Owners will consider locking players out if a new agreement cannot be made Ken Rosenthal of Fox Sports reports. Baseball hasn’t had a lockout since 1990 and the strike in 1994 season canceled the entire postseason and World Series. A potential lockout would end 21 years of peace in labor negotiations between Major League Baseball and the player’s union.

That could be a big blow to teams looking to make moves. The Winter Meetings is usually a time when lots of transactions occur. The Sox are one team who may look to be active during this time. They are already reportedly willing to trade any player with less than four years of team control. That includes Cy Young candidate Chris Sale. If the club were to trade their ace, it would likely happen during the meetings.

That isn’t to say the Sox couldn’t make a move outside the meetings, but a lockout would change the game significantly. During a lockout, the organization’s wouldn’t be able to make any moves, and that could hamper the offseason. It could mean there really is no offseason and we don’t see much movement within the league.

As a fan, I definitely hope we avoid a lockout. It would be a shame to see games lost because of it. And it would be a shame to see players rushed to start a season, if they’re unable to have a proper spring training. Labor negotiations in sports are always a sore topic. I think most people feel it’s millionaires arguing with billionaires over money.

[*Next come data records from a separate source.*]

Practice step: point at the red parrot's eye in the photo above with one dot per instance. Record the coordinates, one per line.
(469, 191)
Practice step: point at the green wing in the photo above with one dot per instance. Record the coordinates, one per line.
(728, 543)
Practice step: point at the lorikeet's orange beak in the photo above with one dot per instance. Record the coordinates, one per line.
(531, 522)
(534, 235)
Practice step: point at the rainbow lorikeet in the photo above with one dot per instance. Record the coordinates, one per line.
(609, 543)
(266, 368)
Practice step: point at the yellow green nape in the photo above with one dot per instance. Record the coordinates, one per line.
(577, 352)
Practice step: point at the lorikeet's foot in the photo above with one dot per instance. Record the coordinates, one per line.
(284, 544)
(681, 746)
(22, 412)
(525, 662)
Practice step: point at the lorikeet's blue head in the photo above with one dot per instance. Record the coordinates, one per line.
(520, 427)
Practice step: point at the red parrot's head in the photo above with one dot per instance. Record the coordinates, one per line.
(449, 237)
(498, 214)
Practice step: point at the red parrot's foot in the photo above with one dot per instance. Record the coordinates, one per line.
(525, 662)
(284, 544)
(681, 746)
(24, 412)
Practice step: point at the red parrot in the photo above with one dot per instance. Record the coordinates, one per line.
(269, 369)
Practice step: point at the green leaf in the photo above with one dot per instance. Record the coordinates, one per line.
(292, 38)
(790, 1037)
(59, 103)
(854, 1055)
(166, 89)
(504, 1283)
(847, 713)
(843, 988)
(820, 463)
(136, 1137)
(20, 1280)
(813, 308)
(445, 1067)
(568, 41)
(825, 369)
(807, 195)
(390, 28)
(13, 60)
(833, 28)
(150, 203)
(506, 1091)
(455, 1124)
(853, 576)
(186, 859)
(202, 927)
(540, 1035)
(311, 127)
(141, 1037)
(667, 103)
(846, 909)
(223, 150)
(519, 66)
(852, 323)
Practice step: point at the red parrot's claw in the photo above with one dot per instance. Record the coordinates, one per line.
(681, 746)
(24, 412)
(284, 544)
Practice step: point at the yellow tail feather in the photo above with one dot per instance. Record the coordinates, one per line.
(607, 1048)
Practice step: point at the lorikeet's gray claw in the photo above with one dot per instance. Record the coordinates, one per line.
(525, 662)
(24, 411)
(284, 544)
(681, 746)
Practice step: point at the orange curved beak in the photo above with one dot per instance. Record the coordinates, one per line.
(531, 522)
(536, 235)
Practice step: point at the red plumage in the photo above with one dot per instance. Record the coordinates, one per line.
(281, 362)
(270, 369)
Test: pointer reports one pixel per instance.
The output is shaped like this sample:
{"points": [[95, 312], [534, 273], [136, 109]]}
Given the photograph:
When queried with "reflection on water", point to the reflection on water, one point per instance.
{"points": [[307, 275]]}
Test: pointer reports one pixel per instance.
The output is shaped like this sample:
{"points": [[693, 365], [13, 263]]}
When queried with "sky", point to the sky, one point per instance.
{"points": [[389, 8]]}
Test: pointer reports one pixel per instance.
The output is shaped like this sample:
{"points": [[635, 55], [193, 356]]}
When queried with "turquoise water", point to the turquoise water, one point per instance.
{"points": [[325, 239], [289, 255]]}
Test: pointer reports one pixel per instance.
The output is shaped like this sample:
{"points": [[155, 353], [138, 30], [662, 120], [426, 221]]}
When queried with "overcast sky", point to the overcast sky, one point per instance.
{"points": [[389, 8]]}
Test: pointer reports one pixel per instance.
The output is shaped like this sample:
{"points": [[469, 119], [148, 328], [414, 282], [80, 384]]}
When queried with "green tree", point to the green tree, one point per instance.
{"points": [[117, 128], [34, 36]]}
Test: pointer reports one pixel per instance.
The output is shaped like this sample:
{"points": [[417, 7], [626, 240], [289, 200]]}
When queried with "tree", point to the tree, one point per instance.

One of the points of contention seems to be the rules regarding international signings. The owners would like to see an international draft. The player’s association is not in favor of this and seemingly is not budging on the issue. It will be interesting to see how this all plays out. But if it plays out like other CBA negotiations, it may all come to a grinding halt when one side begins to lose money. Because in sports, it’s really all about the money.